Теперь, вспоминая растерянное лицо Зубова и его несчастный вид пред Маргаритой, Орленев даже чувствовал себя как будто немножко удовлетворенным за нанесенное ему Зубовым оскорбление.

— А как вы узнали о том, что собирается сделать Зубов? — спросила в свою очередь Маргарита.

— Я узнал очень просто: он хвастал при мне и подбивал несколько молодых людей помогать ему.

— Ну вот, очевидно среди присутствовавших был кто-нибудь…

— Кто рассказал и вам о намерении Зубова? — подсказал Сергей Александрович.

— Нет, кто рассказал о его намерении покровител ю той, которая жила в этом уютном домике.

— А, у нее есть покровитель!

— И очень сильный.

— Даже очень сильный?

— Да, такой, который наверное сдержит уж свое слово об обещанном мне имении.

— А разве Зубов не сдержит?

— Конечно нет. Это я так только, на всякий случай, просила у него. Он давно уже обещает. А впрочем, может быть, теперь и сдержит… Тогда у меня будет два имения.

— А вам, значит, с той стороны тоже обещано, со стороны этого покровителя?

— Да, и он сдержит обещание.

— Кто же он?

— Ну, уж этого я вам не скажу! Довольно и того, что я рассказываю.

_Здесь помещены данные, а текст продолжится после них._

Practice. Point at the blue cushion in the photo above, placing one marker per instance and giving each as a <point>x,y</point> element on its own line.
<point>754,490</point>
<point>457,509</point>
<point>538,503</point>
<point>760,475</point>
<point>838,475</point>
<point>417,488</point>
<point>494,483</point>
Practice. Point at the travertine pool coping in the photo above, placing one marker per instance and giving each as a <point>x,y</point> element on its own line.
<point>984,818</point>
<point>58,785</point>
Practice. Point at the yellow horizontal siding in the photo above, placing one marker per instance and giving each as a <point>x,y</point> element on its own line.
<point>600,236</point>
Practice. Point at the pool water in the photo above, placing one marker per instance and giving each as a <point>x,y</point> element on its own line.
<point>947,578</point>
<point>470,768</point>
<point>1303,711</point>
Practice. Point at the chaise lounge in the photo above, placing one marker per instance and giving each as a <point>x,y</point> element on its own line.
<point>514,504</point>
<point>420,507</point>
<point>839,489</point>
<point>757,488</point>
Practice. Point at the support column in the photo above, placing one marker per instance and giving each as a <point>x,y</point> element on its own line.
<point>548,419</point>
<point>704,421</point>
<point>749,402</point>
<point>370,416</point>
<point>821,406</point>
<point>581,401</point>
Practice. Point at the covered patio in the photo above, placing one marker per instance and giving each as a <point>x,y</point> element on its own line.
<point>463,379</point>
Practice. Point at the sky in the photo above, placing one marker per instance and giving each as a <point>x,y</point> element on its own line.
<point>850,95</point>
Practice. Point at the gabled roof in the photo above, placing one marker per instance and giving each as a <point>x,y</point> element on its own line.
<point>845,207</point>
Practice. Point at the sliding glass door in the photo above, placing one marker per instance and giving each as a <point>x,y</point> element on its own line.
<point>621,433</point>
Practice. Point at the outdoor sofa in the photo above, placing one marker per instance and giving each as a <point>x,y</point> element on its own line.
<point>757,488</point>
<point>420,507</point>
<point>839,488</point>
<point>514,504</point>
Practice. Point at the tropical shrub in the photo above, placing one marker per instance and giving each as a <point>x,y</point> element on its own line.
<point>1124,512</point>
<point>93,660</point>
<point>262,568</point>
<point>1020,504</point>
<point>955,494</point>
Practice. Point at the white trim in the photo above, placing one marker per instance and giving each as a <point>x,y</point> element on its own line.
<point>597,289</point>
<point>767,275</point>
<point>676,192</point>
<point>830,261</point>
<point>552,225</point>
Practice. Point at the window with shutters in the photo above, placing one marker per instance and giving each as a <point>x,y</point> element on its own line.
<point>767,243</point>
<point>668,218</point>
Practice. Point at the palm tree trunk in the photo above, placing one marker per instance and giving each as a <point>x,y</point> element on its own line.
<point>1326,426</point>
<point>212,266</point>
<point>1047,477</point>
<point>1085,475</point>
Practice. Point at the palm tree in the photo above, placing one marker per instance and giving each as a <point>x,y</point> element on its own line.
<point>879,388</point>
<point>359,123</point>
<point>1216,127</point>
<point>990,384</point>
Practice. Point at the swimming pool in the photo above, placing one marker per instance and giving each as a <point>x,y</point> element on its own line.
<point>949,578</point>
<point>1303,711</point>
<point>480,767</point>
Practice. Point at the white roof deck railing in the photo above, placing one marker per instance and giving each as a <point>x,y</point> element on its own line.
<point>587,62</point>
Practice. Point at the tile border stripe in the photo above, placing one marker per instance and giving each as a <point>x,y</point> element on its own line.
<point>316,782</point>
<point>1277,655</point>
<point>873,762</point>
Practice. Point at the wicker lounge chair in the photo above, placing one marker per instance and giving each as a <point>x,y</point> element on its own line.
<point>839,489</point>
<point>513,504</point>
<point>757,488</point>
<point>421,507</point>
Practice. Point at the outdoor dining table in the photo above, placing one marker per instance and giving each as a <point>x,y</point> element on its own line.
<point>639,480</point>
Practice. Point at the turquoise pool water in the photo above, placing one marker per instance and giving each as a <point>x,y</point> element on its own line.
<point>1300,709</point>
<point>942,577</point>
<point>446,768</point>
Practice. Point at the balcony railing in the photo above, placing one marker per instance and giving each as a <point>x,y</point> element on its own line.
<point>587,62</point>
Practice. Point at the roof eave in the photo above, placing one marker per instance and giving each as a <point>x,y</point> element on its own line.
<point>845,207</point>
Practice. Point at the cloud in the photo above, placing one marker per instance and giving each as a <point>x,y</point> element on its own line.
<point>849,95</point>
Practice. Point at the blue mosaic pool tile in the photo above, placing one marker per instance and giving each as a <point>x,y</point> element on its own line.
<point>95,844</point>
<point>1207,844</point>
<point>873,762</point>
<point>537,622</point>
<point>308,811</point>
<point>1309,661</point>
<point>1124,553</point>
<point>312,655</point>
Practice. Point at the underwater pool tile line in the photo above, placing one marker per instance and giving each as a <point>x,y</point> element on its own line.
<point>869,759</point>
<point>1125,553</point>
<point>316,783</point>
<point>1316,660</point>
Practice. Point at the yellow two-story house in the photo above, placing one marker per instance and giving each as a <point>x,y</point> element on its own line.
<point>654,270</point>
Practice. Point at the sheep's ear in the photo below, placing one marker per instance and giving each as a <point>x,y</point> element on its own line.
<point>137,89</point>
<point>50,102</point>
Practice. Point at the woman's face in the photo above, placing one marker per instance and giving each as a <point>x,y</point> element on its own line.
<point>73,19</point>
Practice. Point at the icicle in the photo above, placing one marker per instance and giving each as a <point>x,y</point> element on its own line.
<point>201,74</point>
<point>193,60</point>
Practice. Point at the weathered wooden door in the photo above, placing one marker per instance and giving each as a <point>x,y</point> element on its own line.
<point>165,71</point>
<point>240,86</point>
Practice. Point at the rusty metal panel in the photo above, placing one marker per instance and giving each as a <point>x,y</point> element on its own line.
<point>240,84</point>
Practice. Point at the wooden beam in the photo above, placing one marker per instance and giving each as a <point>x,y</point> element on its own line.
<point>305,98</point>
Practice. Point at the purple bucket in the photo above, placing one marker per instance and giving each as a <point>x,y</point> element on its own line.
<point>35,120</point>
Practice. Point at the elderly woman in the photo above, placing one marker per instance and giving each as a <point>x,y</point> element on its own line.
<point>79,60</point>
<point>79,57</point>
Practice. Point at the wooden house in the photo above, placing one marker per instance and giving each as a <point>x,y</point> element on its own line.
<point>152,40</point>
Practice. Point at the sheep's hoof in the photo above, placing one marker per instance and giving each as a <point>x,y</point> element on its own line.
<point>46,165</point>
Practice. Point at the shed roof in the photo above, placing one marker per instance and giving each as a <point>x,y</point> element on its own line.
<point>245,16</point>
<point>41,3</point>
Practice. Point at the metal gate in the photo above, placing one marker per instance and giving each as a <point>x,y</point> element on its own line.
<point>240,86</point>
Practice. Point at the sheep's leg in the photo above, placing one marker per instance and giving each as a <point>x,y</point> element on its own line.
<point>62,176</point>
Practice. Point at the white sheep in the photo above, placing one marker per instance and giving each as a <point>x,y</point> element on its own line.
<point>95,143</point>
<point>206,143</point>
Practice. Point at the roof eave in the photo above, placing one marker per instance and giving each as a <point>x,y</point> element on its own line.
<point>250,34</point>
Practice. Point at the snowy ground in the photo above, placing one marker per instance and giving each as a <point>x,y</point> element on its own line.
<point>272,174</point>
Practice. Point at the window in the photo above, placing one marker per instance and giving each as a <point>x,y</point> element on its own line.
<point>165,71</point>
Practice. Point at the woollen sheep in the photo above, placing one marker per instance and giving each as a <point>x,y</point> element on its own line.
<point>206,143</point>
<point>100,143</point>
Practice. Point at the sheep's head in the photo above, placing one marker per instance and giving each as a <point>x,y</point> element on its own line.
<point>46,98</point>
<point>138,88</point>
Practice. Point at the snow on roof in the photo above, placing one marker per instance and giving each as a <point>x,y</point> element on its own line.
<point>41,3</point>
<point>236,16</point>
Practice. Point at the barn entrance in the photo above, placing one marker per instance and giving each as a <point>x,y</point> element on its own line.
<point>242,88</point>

— А вы эту покровительствуемую видели?

— Нет. Очень мне нужно!

— Значит, с вами просто заключили условие встретить своего покровителя — ведь Зубов — ваш покровитель, насколько я понял, — в таком месте, где он думал найти покровительствуемую другим лицом?

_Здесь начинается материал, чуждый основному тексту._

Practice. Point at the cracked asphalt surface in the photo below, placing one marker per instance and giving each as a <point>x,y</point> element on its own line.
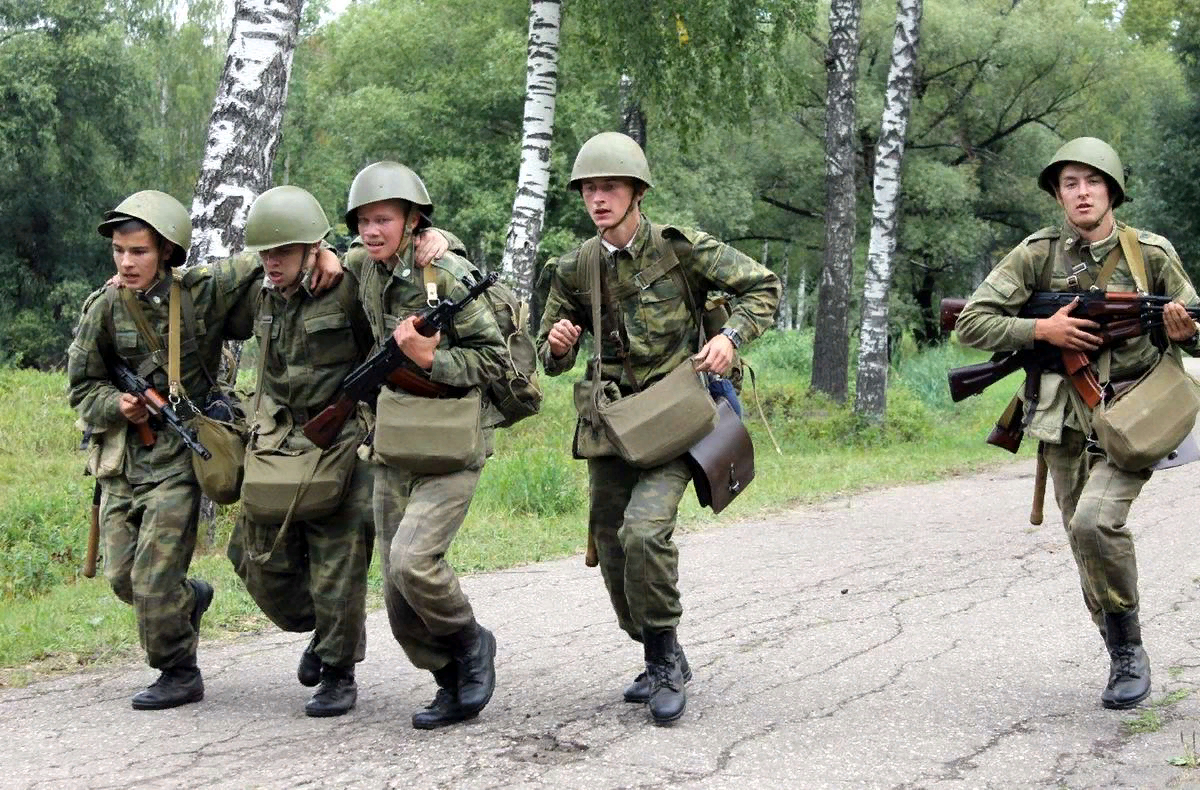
<point>918,636</point>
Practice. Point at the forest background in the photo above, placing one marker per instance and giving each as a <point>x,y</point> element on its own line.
<point>105,97</point>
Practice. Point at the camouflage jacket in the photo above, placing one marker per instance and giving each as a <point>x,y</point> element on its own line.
<point>315,341</point>
<point>989,319</point>
<point>658,316</point>
<point>222,298</point>
<point>471,354</point>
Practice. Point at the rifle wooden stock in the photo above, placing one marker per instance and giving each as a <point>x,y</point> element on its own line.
<point>972,379</point>
<point>89,561</point>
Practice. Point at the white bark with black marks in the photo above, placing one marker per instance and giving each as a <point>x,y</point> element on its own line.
<point>831,342</point>
<point>244,130</point>
<point>533,178</point>
<point>870,391</point>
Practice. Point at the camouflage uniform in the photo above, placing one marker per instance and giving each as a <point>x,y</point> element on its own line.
<point>633,512</point>
<point>317,579</point>
<point>1093,495</point>
<point>150,507</point>
<point>418,515</point>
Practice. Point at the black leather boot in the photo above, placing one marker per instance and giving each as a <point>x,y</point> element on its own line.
<point>1129,672</point>
<point>203,592</point>
<point>336,695</point>
<point>474,652</point>
<point>175,686</point>
<point>667,696</point>
<point>444,708</point>
<point>309,670</point>
<point>640,689</point>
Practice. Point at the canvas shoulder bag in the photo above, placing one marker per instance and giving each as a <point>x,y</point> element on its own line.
<point>1149,419</point>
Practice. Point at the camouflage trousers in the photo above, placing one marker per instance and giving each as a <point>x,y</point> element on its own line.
<point>149,532</point>
<point>633,515</point>
<point>317,578</point>
<point>1095,498</point>
<point>417,518</point>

— Вы сообразительны на толкование как добрая, старая госпожа Ленорман![2]

Наступило молчание.

— Ну, здесь я вас выпущу из кареты, и до свидания. Здесь вы можете найти себе лодку, — проговорила Маргарита, после того как они переехали Неву; когда же Орленев выпрыгнул из кареты, не опуская подножки, она высунулась из дверцы и еще прокричала ему: — Так помните же, где найти меня, и я вас жду, непременно жду… Приходите ко мне!

Молодой человек ничего не ответил. Карета тронулась и быстро покатилась, удаляясь в сумраке петербургской летней ночи.

Орленев стоял не двигаясь, скрестив руки и глядя пред собой. Выпитое за ужином вино, разговор француженки, мускус, которым она была надушена, произвели на него одуряющее впечатление. Теперь пред ним было как бы два пути. С одной стороны — манила его к себе чистота его светлой грезы, неясной, неопределенной и таинственной, с другой — влекла к себе эта новая еще для него женщина с распущенными надушенными волосами, вполне реальная, определенная, не допускавшая сомнений и колебаний. Только в сторону этого пути — он чувствовал — направлено оружие возмездия, положенного гением справедливости.

— Железную цепь, — вспомнил Орленев где-то вычитанное им изречение, — разорвать легче, чем опутавшую тебя гирлянду из роз.